Fue esa banda que hizo que muchas personas subieran covers de sus canciones a YouTube cuando era una novedad; que dedicaba muchas horas al ensayo para no decepcionar a las 30 ó 300 personas que asistían a un rock; la que hacía que temblaran las casas de Loma Dorada en una tocada casera, la que llenaba el club rotario y también aquella que desapareció en el que parecía su mejor momento o al menos el de más madurez musical después de lanzar un segundo disco (lbtmp) que, de alguna forma, refleja todos los años y experiencias que deja darle la vuelta a México durante por lo menos, 4 años seguidos. 
Pero algo tuvo esa banda de “happy punk” que empezó con Leo, Vidal y Cha tocando covers de Less Than Jake y The Ataris en casa de sus amigos de la prepa, que de alguna forma sigue viva para muchas personas que se identifican con sus canciones o nuevas generaciones que gracias a Internet (y el entusiasmo de muchas personas por mantener la nostalgia viva) conocen canciones de demos como Ardilla, Sonreír, y después dan con el link de descarga de Todo lo que no puedes ver; el primer disco que lanzaron con la extinta Victim Records del DF.

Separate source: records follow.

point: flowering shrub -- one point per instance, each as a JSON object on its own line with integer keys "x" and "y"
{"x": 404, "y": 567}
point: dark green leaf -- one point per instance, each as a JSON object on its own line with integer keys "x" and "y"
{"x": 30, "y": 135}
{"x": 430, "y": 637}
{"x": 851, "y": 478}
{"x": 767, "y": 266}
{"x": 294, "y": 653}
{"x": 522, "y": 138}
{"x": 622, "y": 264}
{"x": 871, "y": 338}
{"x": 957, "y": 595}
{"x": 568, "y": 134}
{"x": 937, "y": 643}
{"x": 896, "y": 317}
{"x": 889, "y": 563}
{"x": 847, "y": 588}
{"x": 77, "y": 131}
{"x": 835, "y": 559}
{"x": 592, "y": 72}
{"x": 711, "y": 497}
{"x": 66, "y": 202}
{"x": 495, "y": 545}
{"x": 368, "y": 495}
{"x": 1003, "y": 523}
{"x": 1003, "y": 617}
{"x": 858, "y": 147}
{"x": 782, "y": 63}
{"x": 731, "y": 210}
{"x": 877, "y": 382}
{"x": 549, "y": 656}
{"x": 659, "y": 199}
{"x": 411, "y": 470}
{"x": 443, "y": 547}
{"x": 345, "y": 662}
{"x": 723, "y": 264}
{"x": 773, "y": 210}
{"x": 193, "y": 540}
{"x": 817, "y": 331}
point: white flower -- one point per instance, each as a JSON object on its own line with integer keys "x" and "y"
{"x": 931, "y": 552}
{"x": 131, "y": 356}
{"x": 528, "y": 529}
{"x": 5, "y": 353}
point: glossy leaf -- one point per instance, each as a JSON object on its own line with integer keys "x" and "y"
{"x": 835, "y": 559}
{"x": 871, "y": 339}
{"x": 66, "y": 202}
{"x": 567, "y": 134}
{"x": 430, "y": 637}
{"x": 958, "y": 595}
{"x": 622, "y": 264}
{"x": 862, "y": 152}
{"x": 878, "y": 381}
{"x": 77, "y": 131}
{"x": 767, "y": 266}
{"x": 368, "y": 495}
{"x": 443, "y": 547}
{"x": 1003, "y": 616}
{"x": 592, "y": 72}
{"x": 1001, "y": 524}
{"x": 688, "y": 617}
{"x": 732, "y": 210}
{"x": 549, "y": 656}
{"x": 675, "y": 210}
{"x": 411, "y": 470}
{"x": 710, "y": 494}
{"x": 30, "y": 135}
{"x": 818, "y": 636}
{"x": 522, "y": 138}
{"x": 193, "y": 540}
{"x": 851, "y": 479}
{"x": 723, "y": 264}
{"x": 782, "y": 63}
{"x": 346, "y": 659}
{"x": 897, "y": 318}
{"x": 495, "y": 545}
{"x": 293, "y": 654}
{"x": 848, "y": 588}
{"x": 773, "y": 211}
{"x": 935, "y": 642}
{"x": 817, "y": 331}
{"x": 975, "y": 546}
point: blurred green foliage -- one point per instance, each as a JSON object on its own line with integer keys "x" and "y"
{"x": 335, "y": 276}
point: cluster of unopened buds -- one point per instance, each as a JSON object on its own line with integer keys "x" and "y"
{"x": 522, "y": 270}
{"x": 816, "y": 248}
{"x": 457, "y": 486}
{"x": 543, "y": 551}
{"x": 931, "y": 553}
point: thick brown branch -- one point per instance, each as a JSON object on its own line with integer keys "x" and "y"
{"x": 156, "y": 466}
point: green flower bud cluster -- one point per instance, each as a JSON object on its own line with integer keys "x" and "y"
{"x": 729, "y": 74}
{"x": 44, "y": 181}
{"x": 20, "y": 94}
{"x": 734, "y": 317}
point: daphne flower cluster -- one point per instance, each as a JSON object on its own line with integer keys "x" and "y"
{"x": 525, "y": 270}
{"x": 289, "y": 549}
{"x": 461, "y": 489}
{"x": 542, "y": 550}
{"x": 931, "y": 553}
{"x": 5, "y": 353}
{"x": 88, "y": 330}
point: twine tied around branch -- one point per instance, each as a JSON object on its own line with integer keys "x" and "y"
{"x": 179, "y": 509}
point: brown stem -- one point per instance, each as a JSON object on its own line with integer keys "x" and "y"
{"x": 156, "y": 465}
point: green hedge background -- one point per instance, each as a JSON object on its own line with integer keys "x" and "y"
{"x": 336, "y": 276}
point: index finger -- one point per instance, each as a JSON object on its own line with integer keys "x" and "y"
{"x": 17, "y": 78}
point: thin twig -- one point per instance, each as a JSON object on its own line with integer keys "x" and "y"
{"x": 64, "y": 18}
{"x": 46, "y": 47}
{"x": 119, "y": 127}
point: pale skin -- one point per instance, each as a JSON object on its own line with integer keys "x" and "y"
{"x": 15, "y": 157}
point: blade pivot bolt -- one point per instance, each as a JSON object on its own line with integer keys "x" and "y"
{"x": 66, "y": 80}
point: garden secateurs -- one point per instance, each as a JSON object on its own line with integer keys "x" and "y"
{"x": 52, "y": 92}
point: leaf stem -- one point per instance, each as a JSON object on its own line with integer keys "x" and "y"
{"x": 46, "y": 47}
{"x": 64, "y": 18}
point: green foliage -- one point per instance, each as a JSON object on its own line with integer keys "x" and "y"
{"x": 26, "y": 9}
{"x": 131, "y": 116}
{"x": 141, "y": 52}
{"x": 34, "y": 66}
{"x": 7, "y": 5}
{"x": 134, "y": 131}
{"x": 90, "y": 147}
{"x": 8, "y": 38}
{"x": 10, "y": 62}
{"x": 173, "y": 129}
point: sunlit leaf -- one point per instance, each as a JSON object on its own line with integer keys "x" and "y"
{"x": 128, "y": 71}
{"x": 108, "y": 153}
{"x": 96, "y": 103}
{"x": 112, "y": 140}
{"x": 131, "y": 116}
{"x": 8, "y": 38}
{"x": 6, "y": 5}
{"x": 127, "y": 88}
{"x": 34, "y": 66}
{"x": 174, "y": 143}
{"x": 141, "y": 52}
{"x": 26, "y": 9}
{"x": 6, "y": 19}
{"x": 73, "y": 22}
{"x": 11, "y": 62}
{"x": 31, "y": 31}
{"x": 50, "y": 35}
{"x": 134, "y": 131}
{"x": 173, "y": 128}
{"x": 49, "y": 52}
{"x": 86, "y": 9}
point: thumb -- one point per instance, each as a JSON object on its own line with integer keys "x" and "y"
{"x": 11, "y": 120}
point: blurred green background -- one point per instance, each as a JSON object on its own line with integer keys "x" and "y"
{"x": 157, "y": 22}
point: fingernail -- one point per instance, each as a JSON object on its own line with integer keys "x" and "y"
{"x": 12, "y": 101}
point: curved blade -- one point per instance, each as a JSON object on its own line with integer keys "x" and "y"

Una banda que siempre entraba en la polémica de ser emo o no lo suficiente punk, algo que ni siquiera le importaba a Poncho, Kao, Vidal y Cha en los últimos años que permanecieron activos. Lo importante era crear música que representara su sentir y después trabajar para hacer llegar ese sonido a más personas; una banda con un espíritu más punk que muchas “del barrio” que tocaban en el Club de Leones, que siempre creyó en el Do It Yourself, a tal grado, que la banda se mantenía por sí misma y en cierta forma, cumplía ese sueño adolescente, donde lo más esperado de cada semana eran las tocadas del fin y la oportunidad de tocar en lugares tan importantes para la escena punk de México, como el Alicia o el Chopo al lado de los mejores amigos.

kaobin rockeando

cha, poncho y al fondo beto

vidalcito

Imagen vía On a Lonely Screen

La pequeña banda queretana que aprovechó un verano de vacaciones en la prepa para organizar un tour y lanzarse a Méxicali, Tijuana, Torreón, Ensenada, Monterrey y más ciudades buscando tocar donde fuera posible para hacerse de un nombre y mantenerse entre la gran escena de punk nacional (¡que sigue y seguirá!). Que aprendió de los errores juveniles y que encontró una manera de seguir tocando en cada ciudad donde hubiera oportunidad, aunque los estudios universitarios cada vez lo volverían más complicado. La que se ganó un lugar en las tocadas al lado de Corcholata, No sé, Lado B, Non Plus Ultra, Chapopote, Render, Druk, Nació Autista, Punzo y muchas más -de las que tampoco me acuerdo ahorita-; que ponía lo suyo en una escena queretana tan variada pero siempre con bandas de calidad en cada uno de los géneros que había.

kaobin

Desgraciadamente, al igual que muchas bandas de hace 10 años o menos, quedó en una especie de baúl de los recuerdos que algunas veces se abre cuando estás bien pedo y recuerdas una tocada con tus amigos, una fiesta memorable que merece ser recordada de vez en cuando porque te agarraste a una vieja y esos weyes estaban poniendo el ruido de fondo. 
Una banda de la que tenemos que escribir este tipo de textos (cursis) para recordar que fueron parte del rock queretano, el mentado “queretarock” pero también para generar un recuerdo en Google y no olvidar que siempre tocaban Quisiera al último para que la banda se prendiera.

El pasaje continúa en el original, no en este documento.